A deed is an instrument used to make the transfer of ownership. It's not the ownership itself. Only the chain of title can prove ownership.
If there is nothing in writing, the friend doesn't own the house. Paying the bills is meaningless. Any heir of the deceased owner can walk up and make claims to the property.
If there isn't a will, and they never bothered to get a deed made for the transfer and record it properly, the friend doesn't really own anything.
It's possible that the friend of the deceased can make a claim of adverse possession. It's a little different from one state to another.
@Terry Sargent , In regard to "What steps can be taken to prove ownership in order to get this sale completed?"

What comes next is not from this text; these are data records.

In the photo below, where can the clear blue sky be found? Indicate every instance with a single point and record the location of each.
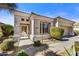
(69, 11)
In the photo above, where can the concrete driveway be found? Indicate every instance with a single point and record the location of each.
(55, 46)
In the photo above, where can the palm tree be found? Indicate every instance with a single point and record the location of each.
(8, 6)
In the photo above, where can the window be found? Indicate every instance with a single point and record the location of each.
(22, 19)
(27, 19)
(44, 27)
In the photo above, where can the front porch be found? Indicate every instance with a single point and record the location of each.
(54, 47)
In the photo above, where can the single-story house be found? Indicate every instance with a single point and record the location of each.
(35, 26)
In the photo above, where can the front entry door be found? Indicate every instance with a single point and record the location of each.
(25, 29)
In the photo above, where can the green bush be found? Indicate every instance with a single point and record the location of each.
(7, 30)
(7, 45)
(37, 43)
(76, 32)
(56, 32)
(22, 53)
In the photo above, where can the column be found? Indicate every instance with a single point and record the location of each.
(32, 29)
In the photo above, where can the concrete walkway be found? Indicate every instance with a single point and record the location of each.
(54, 46)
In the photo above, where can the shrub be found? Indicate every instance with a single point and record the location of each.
(37, 43)
(22, 53)
(76, 32)
(7, 45)
(56, 32)
(7, 30)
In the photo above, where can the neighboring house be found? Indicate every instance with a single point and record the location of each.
(76, 26)
(36, 26)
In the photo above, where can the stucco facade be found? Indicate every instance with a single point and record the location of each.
(37, 26)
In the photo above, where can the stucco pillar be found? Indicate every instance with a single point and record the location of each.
(51, 24)
(32, 29)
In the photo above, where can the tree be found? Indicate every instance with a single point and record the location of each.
(8, 6)
(7, 30)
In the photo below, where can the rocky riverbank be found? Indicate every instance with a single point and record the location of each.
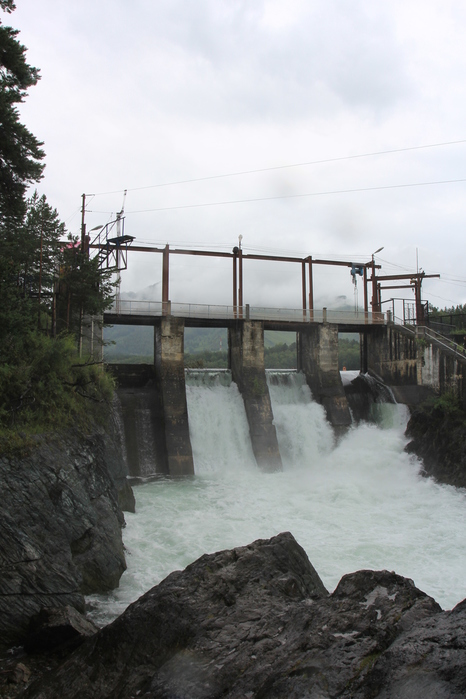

Consult with an Attorney , but as a non-attorney, the steps include filing a "Quiet Title" action. The seller who was gifted the property would get the title in his name by filing a law suit to "quiet" the title in his name. In a quiet title action he would be making the claim that he has the right to the property via the now deceased former owner's gift to him and/or via the law of Adverse Possession as suggested by @Christopher Phillips .
At the hearing(s) on a Quiet Title action the court will review the ownership evidence presented by all parties who show up. Since the last alleged transfer of ownership was around 20 years ago, it is most likely that just the current "gifted" owner would show up and only his evidence would be considered..
However, a key aspect of filing a Quiet Title action is the Court will require the filer to notify all persons with a recorded interest in the property (and their Heirs). It takes some research, time and usually money.
You could also have the current owner who was "gifted" the property, sign over his not yet legally recognized interest to you via a Quit Claim deed. Then you would proceed to file a Quiet Title Action yourself, based on the "gifting" and/or Adverse Possession that the issuer of the Quit Claim deed could have relied upon. In theory, the issue of who gets clear title can even be decided solely upon consideration of affidavits -sworn statements, but most Judges prefer to question witnesses. Let us know how it works out.
Indiana's adverse possession time frame is 10yrs so that may be an option. I'd go the quiet title option first.
Let it go to tax sale and buy it at tax sale.
@Terry Sargent a potential problem with the quiet title will be your seller has no title to the property to quiet. Without any evidence of ownership, a judge maybe persuaded but a title company might not. Without title insurance the property may be unsalable.
I had a very similar issue come up. We did a tax foreclosure on a property. The title company found a mistake in the foreclosure. The owner was dead the son of the owner was dead. Essentially there was no one to com e back against the title. I said can we do a quiet title suit. The title company said NO, he couldn't insure a property even with a quiet title if he didn't believe we owned in the first place.
I think the adverse possession idea is a better idea.
Clearly this is something you need to talk to an attorney about and maybe a title company. No matter how i gets resolved legally, it still has to be something a title company will insure.
Both claims of ownership -- unrecorded gift AND adverse possession -- can be pursued in the same quiet title action.
Tell the "seller" to call you in late 2019 / early 2020 once this has been completed. (Note that the price may not be well under market value at that point.)